Lawmakers hope to resolve any uncertainty over the fiscal cliff before financial markets reopen Wednesday. It could take lots of Democratic votes to pass the measure and overcome opposition from tea party lawmakers.

Under the Senate deal, taxes would remain steady for the middle class but rise at incomes over $400,000 for individuals and $450,000 for couples — levels higher than President Barack Obama had campaigned for in his successful drive for a second term in office. Some liberal Democrats were disappointed that the White House did not stick to a harder line, while other Democrats sided with Republicans to force the White House to partially retreat on increases in taxes on multi-million-dollar estates.

The measure also allocates $24 billion in spending cuts and new revenues to defer, for two months, some $109 billion worth of automatic spending cuts that were set to slap the Pentagon and domestic programs starting this week. That would allow the White House and lawmakers time to regroup before plunging very quickly into a new round of budget brinkmanship, certain to revolve around Republican calls to rein in the cost of Medicare and other government benefit programs.

Officials also decided at the last minute to use the measure to prevent a $900 pay raise for lawmakers due to take effect this spring.

Even by the dysfunctional standards of government-by-gridlock, the activity at both ends of historic Pennsylvania Avenue was remarkable as the administration and lawmakers spent the final hours of 2012 haggling over long-festering differences.

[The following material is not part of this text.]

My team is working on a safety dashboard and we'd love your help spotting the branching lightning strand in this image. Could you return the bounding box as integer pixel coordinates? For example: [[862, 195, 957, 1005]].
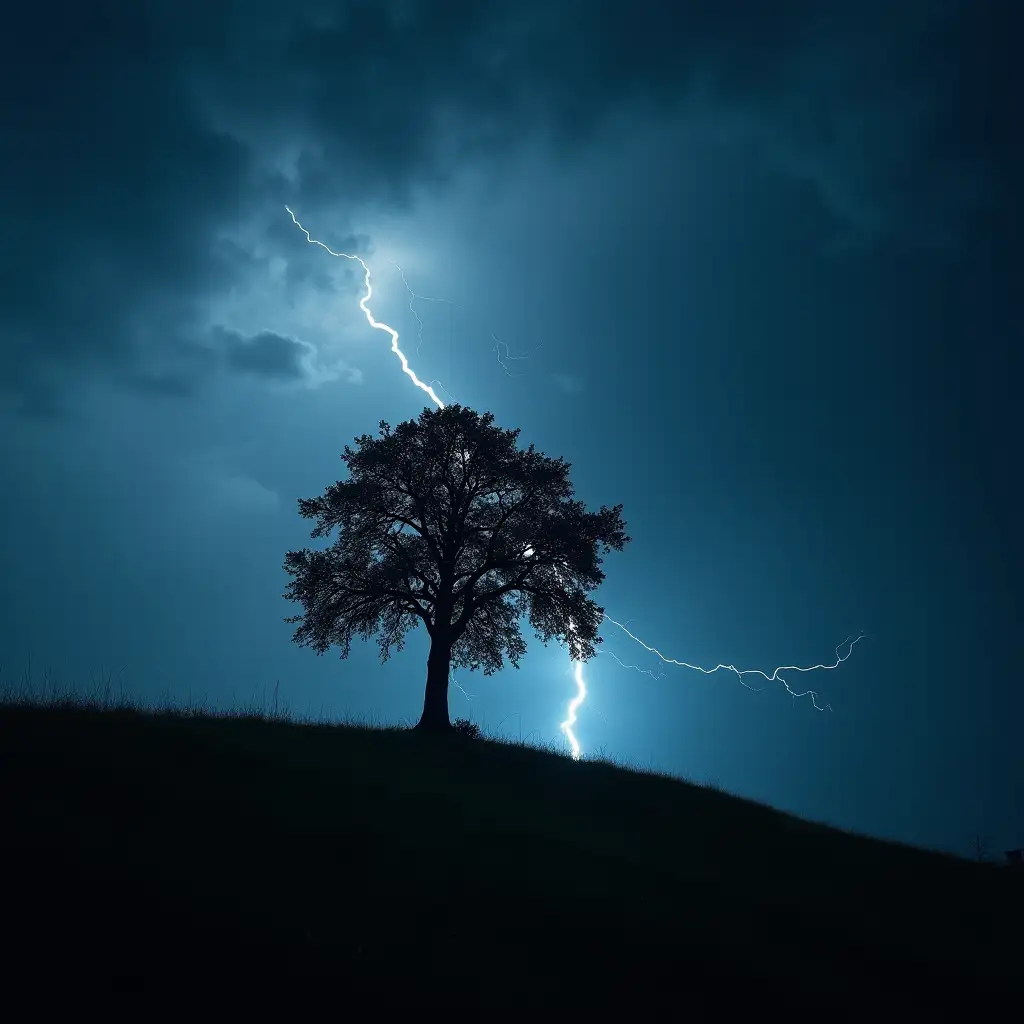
[[285, 206, 444, 409], [285, 206, 864, 760]]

Republicans said McConnell and Biden had struck an agreement Sunday night but that Democrats pulled back Monday morning. Democrats like Tom Harkin of Iowa said the agreement was too generous to upper-bracket earners. Obama’s long-standing position was to push the top tax rate on family income exceeding $250,000 from 35 percent to 39 percent.

“No deal is better than a bad deal. And this looks like a very bad deal,” said Harkin.

The measure would raise the top tax rate on large estates to 40 percent, with a $5 million exemption on estates inherited from individuals and a $10 million exemption on family estates. At the insistence of Republicans and some Democrats, the exemption levels would be indexed for inflation.

Taxes on capital gains and dividends over $400,000 for individuals and $450,000 for couples would be taxed at 20 percent, up from 15 percent.

The bill would also extend jobless benefits for the long-term unemployed for an additional year at a cost of $30 billion, and would spend $31 billion to prevent a 27 percent cut in Medicare payments to doctors.